Susan followed his lead out through the bar and across the road with her bags, catching him up in the shadow of their alley park. She let herself into the car uncertainly and looked through the window at him in section, his almost disembodied hands such fearsome artifacts though powerless to effect his only meaningful desire; he stood in a darkness he saw nothing of, rain-curled bills fluttering on the walls behind him. Content to allow him the time he needed, she lay back in her seat, remonstrating mentally with Lilian and William until her companion stooped to join her.
"SUV twats." she muttered, directing his glance to the rear view mirror. The party in question had parked across the mouth of the alley some way behind them, sealing it off; he released the brake, their wheels spinning then throwing them forward over wet cardboard and rotten pallet wood into the intersecting depths of a decrepit byway. "I don't think you can get out this way..." she warned, bracing her hands against the dash at the sight of a stockade of padlocked chain-link in the gloom before them. Choosing reverse, Edward drew them backward in an arc that halted in a bay adjacent to the alley, a forgotten sinus stuffed with sodden, discarded shapes of sheenless cinder-grey, cradled by towering conjunctions of Victorian brick. Fire escapes sagged like the blackened skeletons of giant reptiles blasted in the act of scaling the rust-streaked walls on either side.
She settled back into her seat, eyes wide in the darkness while her companion drew the slender case from alongside her legs and flipped it open. Staring blankly while he locked a series of satin-black elements together in both hands, she swore as it resolved into a elongate pistol, turning to struggle with her seat belt, prompting him to pause and lock her door remotely.
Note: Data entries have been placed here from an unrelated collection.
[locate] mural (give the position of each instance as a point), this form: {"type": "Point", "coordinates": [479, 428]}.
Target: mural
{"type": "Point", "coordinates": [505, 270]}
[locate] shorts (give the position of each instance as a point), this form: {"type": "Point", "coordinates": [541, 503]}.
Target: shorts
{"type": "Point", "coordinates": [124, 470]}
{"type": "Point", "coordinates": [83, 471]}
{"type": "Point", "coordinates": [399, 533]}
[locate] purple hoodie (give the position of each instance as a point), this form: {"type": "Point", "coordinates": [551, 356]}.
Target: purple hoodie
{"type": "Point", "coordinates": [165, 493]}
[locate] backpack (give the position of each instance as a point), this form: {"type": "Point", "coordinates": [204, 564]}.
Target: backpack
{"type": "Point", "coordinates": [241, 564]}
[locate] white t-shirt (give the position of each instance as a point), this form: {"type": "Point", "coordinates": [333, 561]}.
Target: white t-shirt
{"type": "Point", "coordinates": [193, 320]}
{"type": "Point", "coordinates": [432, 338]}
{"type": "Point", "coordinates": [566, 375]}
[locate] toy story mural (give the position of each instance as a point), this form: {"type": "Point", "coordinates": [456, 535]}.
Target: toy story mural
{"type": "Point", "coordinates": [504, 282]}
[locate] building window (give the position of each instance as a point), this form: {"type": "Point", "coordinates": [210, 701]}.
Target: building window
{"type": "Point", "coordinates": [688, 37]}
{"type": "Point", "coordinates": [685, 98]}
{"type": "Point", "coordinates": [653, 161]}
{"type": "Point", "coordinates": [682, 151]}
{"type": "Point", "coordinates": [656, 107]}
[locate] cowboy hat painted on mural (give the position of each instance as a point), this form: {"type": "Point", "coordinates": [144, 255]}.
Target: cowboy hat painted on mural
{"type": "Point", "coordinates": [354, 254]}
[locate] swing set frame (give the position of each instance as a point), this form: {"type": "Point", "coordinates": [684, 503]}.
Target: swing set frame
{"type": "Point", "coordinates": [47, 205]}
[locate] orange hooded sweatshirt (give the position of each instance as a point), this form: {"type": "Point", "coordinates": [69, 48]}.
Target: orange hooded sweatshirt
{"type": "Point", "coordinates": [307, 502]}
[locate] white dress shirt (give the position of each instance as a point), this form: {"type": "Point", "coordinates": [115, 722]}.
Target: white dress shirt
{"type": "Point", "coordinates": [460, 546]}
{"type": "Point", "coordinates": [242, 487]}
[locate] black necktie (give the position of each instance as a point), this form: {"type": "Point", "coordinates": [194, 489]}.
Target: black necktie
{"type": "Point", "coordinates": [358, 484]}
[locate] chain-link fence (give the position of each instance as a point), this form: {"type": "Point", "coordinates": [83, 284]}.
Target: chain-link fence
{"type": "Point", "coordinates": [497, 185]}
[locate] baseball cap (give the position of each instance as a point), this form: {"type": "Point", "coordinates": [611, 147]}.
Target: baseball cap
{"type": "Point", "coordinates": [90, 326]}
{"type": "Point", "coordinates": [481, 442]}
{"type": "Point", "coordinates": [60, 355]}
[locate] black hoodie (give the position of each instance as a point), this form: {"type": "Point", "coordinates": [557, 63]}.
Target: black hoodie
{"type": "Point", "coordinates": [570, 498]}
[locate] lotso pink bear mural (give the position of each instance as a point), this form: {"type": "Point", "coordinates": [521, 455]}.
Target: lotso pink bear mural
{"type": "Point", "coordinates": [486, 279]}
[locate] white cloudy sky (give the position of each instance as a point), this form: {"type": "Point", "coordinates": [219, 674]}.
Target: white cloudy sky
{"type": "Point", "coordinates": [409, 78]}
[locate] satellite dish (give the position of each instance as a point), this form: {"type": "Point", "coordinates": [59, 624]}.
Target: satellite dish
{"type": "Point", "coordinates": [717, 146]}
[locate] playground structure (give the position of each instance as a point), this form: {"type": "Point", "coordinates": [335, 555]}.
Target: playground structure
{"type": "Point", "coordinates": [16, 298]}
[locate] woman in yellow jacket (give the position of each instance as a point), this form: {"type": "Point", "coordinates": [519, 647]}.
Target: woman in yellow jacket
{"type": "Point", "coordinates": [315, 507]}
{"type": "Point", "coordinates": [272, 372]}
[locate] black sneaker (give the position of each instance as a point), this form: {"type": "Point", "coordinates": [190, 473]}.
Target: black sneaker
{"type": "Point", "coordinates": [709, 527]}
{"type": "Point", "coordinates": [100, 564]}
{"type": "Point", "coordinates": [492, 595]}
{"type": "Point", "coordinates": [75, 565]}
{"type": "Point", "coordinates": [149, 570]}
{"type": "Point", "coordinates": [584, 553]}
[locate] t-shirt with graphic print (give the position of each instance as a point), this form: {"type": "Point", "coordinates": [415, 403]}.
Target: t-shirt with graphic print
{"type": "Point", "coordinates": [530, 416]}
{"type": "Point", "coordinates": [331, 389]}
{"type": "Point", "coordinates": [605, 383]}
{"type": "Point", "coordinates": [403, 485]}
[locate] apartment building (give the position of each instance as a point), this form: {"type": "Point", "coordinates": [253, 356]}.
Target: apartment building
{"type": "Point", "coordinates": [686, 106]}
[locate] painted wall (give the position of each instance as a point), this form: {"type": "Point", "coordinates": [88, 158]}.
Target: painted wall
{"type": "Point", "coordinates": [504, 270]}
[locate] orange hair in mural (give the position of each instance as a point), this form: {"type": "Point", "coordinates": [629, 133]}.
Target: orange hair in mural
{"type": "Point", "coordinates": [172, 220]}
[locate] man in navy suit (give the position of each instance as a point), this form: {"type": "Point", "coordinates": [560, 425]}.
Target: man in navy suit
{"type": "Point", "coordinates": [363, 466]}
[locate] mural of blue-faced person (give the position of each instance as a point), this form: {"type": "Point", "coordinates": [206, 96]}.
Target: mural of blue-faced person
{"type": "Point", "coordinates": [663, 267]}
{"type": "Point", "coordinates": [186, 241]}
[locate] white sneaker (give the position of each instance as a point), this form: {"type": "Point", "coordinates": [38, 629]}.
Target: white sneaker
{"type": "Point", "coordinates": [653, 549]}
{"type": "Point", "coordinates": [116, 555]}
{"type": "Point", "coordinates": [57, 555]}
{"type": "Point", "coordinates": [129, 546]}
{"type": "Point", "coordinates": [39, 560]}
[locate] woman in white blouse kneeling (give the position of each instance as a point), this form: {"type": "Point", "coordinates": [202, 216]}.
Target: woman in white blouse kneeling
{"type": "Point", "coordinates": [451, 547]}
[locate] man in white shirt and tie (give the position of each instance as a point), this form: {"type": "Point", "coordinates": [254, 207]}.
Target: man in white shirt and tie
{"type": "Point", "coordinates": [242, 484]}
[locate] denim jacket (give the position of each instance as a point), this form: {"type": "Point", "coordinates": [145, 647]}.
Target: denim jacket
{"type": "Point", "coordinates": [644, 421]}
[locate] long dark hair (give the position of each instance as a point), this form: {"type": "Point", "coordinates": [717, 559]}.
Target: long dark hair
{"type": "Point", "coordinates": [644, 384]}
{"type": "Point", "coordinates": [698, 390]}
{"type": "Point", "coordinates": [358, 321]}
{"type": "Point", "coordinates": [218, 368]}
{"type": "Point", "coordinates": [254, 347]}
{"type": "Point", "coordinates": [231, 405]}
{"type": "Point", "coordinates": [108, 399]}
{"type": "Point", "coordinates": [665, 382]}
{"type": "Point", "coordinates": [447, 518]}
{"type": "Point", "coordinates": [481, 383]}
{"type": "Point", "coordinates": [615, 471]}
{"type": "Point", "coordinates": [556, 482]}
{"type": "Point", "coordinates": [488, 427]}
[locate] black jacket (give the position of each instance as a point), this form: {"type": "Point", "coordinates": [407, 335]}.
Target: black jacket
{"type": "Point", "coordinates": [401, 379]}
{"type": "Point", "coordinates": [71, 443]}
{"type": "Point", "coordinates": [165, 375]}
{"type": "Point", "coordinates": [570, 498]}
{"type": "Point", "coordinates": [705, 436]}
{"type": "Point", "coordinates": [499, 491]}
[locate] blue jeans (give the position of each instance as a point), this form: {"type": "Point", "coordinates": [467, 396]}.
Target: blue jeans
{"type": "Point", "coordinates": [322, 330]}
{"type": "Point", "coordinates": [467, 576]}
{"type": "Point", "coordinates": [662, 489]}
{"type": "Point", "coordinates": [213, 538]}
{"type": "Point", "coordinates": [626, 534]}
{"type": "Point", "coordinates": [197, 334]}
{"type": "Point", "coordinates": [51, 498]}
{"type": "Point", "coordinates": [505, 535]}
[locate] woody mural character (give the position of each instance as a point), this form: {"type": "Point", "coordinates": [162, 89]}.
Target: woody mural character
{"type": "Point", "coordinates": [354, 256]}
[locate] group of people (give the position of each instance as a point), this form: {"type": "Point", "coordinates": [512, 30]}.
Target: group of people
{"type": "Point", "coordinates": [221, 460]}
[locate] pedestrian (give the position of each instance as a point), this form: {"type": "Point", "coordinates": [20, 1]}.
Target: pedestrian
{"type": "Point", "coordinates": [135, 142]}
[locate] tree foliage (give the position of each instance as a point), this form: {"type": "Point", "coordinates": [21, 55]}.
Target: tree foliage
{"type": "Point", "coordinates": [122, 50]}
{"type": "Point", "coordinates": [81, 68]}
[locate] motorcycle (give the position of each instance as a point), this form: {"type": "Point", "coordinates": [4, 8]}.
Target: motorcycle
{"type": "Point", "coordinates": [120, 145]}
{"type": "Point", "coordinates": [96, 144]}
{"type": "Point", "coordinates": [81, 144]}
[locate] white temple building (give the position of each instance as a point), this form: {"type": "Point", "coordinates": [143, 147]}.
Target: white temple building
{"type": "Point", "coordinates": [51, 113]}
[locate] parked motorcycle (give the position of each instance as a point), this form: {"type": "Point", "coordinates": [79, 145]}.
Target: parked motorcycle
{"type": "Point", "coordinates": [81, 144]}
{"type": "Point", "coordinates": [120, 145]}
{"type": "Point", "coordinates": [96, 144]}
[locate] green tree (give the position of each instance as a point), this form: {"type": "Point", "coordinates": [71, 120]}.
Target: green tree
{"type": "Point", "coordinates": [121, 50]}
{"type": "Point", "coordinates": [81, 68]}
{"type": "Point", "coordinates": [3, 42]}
The headlights of the pursuing vehicle played across the lower courses of the walls before them, the alley filling with the thick chug of its engine. He kicked open the door while Susan sank down at the sight of it edging past the black mouth of the bay, sliding into the footwell as the driver swept a spot across the brick and mounds of boxes, its hueless eye burning through the windscreen on the full as it slowed to a standstill. Edward stepped out from the wall into the beam and raised his pistol to the driver's window.
Five rounds flew in bursts of silver-white and the hard, cuffing knock of struck steel, denatured by the suppressor but still so loud that she contracted into a ball and covered her head with both arms. The sound of Edward's stride preceded him; he swung the weapon to cool it as he returned, drawing open the door and bringing with him the narrow, needling smell of scorched metal.
"Get up." he told her, the words dulled by the whine in her ears. She demurred, remaining in her static hunch until his fingers changed their grip upon the gleaming object in their grasp, spurring her to crawl back quickly into her seat. He gazed at her wordlessly as he resumed his own behind the wheel. Susan sat without moving before reaching across to instate her seat belt.
The bleeding neon flare left on her retinas by muzzle-flash spared her the sight of the remaining vehicle as they edged past its tail lights. Daylight, however vestigial, flushed so much from the encounter that she found she could look out as though blameless, impunity settling around them like loosed down, sinister in its weightlessness and alkaline inside her mouth.
"Is it better when you're angry, or when you're getting paid?" she asked, the words dragging as though melted by the effort of marshaling coherence and he offered no response.